AMADOR
Amador
Camera Buff / Amator
Kzrzsztof Kieslowski
1979
Vejo Amador, um filme de 1976
filmado por Kieslowski na Polônia comunista e penso em possíveis
relações/lições para o Brasil de hoje. Penso, também, no mote de Calma (1976/1980):
o mesmo Stuhr é um trabalhador que quer apenas uma casa, uma esposa, um
trabalho, nada mais. Amador começa com a chegada da filha: a cereja do bolo que
falta para preencher a ideia da institucionalização da vida social.
Mas,
com todas essas necessidades básicas supridas, o trabalhador percebe que ele
precisa de algo a mais. O cinema traz isso para sua vida, com todas as dores e
delícias, toda a sua ingenuidade e todo o seu compromisso. Stuhr não quer ser
um artista, ele quer apenas filmar as coisas que se movem, mas acaba percebendo
que, mesmo que não se faça um filme político, a política está em tudo o que se
move. (Ainda assim, Kieslowski insiste em afirmar até o fim que o artista deve
ao máximo afastar a política de seus filmes). Stuhr a princípio reluta, mas
depois prossegue fazendo filmes. Um circuito de reconhecimento: o prêmio num
festival o leva para Vasóvia, o apoio de uma crítica de cinema (o papel da
curadora), o encontro com Zanussi, com o diretor do canal de televisão. As
resistências de seu chefe quanto ao que ele mostra. Etc.
Stuhr comprou a câmera para
filmar sua filha, mas à medida que passa, ele se afasta cada vez mais dela e de
sua família, de seu sentido de “normalidade”. Quando mais Stuhr quer filmar a
vida, mais ele se afasta de sua própria vida. Sua família passa a ser o cinema
e toda a série de compromissos sociais que dele resultam.
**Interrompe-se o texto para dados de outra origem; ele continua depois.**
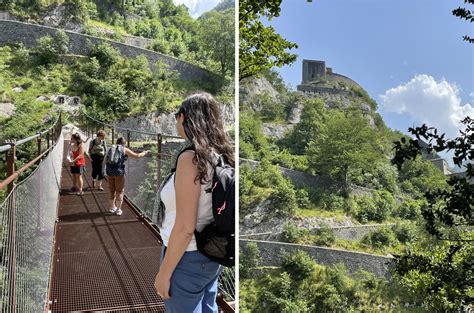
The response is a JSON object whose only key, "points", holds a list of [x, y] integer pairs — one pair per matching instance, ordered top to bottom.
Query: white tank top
{"points": [[204, 216]]}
Quando Stuhr finalmente consegue
um tipo público de reconhecimento e seu filme é exibido no canal de televisão,
Kieslowski fecha seu cerco sobre seu personagem e sua mulher a abandona. Stuhr
também percebe que seu filme gerou uma série de repercussões na política local,
afetando seus amigos e protegidos.
Antes, há uma subplot que insere
uma questão ética. Seu amigo revê as últimas imagens de sua mãe, a que ele
prefere a estar em seu enterro. São essas as imagens dela que ele quer
preservar consigo. O que seria o cinema, o que as imagens podem diante do
mundo?
Kieslowski filma tudo com uma
ansiedade crua quase documental, cheia de cortes bruscos, com uma profunda ironia
como método: um personagem clownesco ingênuo diante das artemanhas do mundo, em
direta continuidade com o estilo de Calma. Essa ingenuidade e essa curiosidade irão
conduzir o protagonista do sucesso inicial para situações de contorno ético delicadas,
em que no final ele ficará completamente sozinho (no caso de Amador, sua única
companhia será a câmera-como-espelho).
Pois, apesar de ser ingênuo,
Kieslowski não é romântico, e seu filme não oferece nenhuma resposta
conclusiva. O cinema não é a solução de nada na vida desse personagem, nem
social nem individual. A arte não traz nenhum tipo de salvação ou redenção,
pessoal ou coletiva. Assim como o intelectual de Zanussi, o artista de
Kieslowski é solitário – a iluminação é parcial, e, no fim, ele estará quase
pior do que no início. O cineasta permanece de frente com a câmera, tentando
ser honesto com a sua própria verdade – e, para Kieslowski, isso parece bastar
(solução provisória).
Um belo dia alguém diz a um operário que ele pode filmar. E que ele tem talento, que deve prosseguir, uma promessa de futuro. Até que ponto essa esperança de talento é uma liberdade ou é uma maldição?